Understanding temperature code

I am modifying my firmware with an extra temperature reading to be used for a temperature compensation later.

Currently I have managed to modify configuration.h so extruder 2 has a thermistor input defined (and a fudge fix in repetier.h so it would actually add it in the array, despite numextruders being unchanged). I have further modified the M105 command so "M105 P2" will report the raw value of that thermistor as stored in osAnalogInputValues. So far so good. The rest of the code still works. (I also ended up fixing some errors in pins.h for my megatroincs v3 board)

I am currently stuck trying to get the thermistor raw->degreeC conversion extracted from extruder.cpp so I can do the same for my M105 P2 output. I am hoping for a hint here, ;;) please ?

(I think a feature request is some other internal structure to define "arbitrary" temperature inputs - which could be used for thermal shutdown, expansion compensation or whatever. The current temperature inputs are tightly tied to regulating heaters. Another day and post)

Comments

  • At least in 0.92.2 you can do M105 X0 to get raw values as well. So easiest would be to check that code in commands.cpp I guess.
  • Ah, but it only prints the values from a datastructure of the Extruder class, what I find hard to follow is the transforms of the analog input data gathered by the interrupt routine ISR(PWM_TIMER_VECTOR) that fills up a aggregation array, through to an averaged (ie. noise reduced) temperature. Besides the print of "raw" values is a cheat - it converts the temperture back to "raw", which means it isn't raw at all.

    More help, please ;;)
  • I assume you mean this line:

                Com::printF(Com::tColon,(1023 << (2 - ANALOG_REDUCE_BITS)) - extruder[i].tempControl.currentTemperature);

    That is not converting from from temperature. That is the raw value used to compute temperature normalized to 12 bit precision. Subtraction is done because we normally need ascending values for the raw->temp conversion. 12 bit because other hardware supports more then 10 bits which avr uses.

    The ISR does simply add x raw values and then builds a mean value which is stored in resulting array. Nothing special.
  • Hi "Repetier", OK, I conceed that point  - I did not notice that one variable is "currentTemperature"and "currentTemperatureC". :\">

    Yes, I understood the function of the ISR,

    Module extruder.cpp, class TemperatureController, method updateCurrentTemperature() seems where the temperature gets converted. Lets assume I have a "sensortype"=1. There are two switch statements (with lots of old leftover types?). The first one at "case 99" I have copied the code to do the same for my thermistor value (remember, I have only defined the sensor, it is not part of an extruder, and thus will not be touched by any extruder-code) and it gives me a printable raw value.

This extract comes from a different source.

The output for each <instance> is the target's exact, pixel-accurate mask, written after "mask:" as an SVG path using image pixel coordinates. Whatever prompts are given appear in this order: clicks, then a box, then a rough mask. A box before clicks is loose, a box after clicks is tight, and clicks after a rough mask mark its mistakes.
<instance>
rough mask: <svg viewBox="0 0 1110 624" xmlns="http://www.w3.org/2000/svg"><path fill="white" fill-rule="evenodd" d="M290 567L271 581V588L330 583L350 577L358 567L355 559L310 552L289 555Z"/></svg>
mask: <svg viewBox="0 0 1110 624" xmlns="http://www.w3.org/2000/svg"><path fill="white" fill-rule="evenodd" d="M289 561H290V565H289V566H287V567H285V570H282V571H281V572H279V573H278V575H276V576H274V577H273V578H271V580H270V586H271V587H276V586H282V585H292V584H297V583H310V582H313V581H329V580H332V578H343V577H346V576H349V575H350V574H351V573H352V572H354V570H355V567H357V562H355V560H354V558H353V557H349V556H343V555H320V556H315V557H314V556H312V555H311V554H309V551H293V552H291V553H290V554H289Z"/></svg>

    the 2nd switch at case 12 does what I see as a linear interpolation(?) of values in what "temptables_num" points to, where the sensortype has selected the table followed by another bit compensation.

    Somehow these structure is used for the bedthermistor, too. At the Extruder::getHeatedBedTemperature it is output, but how/when could I add my thermistor to this? I can see the clue around line 1300 i extruder.cpp with the #define NUM_TEMPERATURE_LOOPS .... but feel most uncertain on the consequences of adding 1 to it, and where code would transfer osAnalogInputValues[my index] to the structure. ...

    we can take this discussion offline/pm/mail if you want to.